Xerox Subsidiary to Develop Augmented Reality Guidance System for DARPA

Artificial intelligence

Xerox Subsidiary to Develop Augmented Reality Guidance System for DARPA

PARC, a Xerox company, has been awarded a defense contract to help develop an artificial intelligence tool that can guide users through complex physical tasks.

Under the terms of the Defense Advanced Research Projects Agency’s $5.8 million contract, PARC will create a system capable of translating text and video manuals into a format that can be processed by a computer.
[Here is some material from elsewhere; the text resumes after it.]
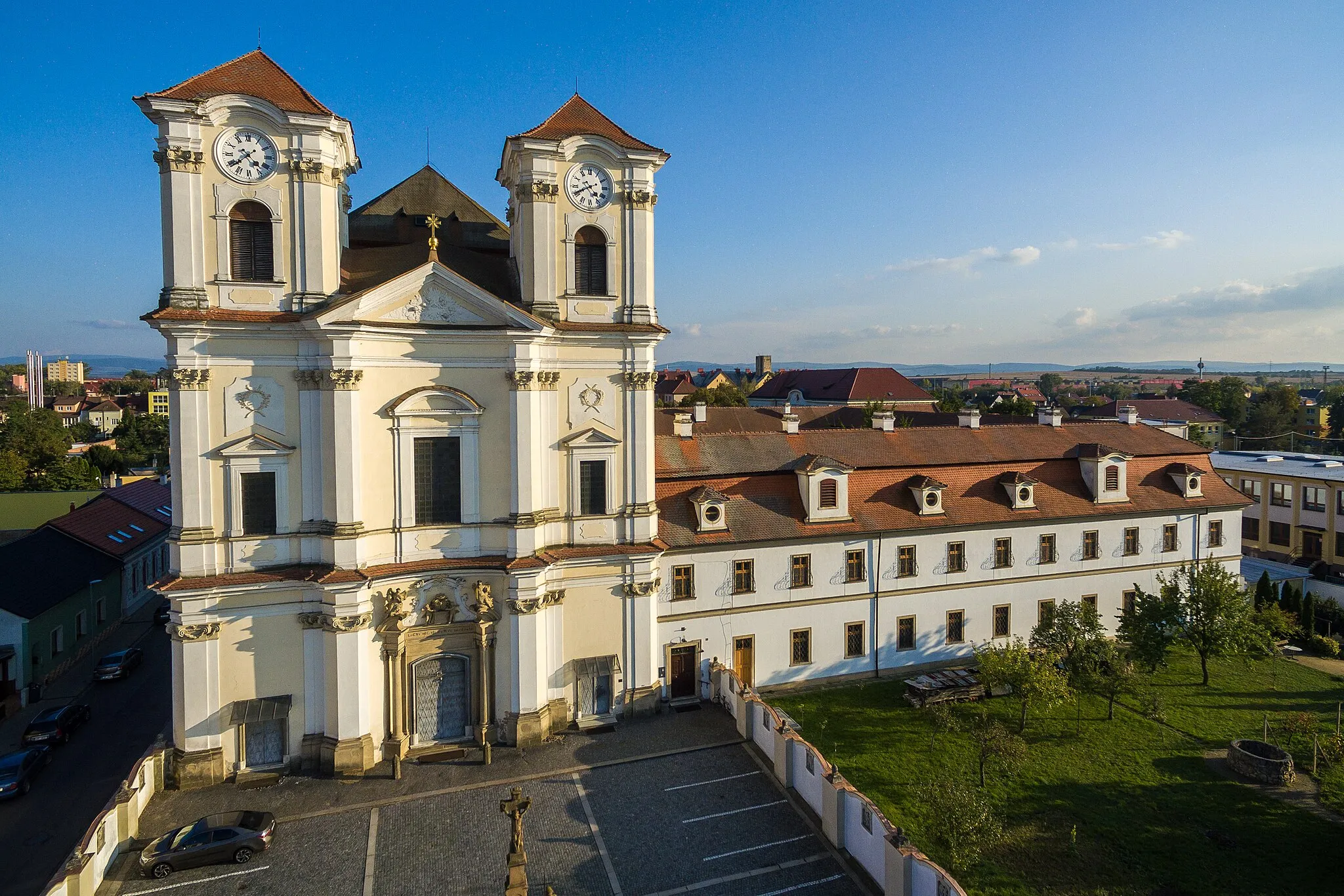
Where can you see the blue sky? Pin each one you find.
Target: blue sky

The system will then use augmented reality technology to guide users through their tasks.

The contract will support a project known as Autonomous Multimodal Ingestion for Goal-Oriented Support under the Perceptually-enabled Task Guidance Program, Xerox said Thursday.

PARC will collaborate with the University of California at Santa Barbara, the University of Rostock and AR company Patched Rock.

Charles Ortiz, PARC’s principal investigator for the AMIGOS project, said the company will deploy AR, computer vision, language processing and reasoning technologies in a coordinated fashion.

The goal of the effort is to leverage AI to provide real-time and on-demand AR guidance based on existing instructional materials, Ortiz added.

PARC will develop two major systems, the first of which will be an offline component that can read unlabeled content, such as text instructions from manuals, illustrations and instructional videos.

The second will be an online component that combines symbolic and neural AI elements to create guidance based on the information extracted by the offline component.

According to Xerox, the resulting AR guidance will be personalized based on its user’s level of expertise and emotional state while performing the complex task.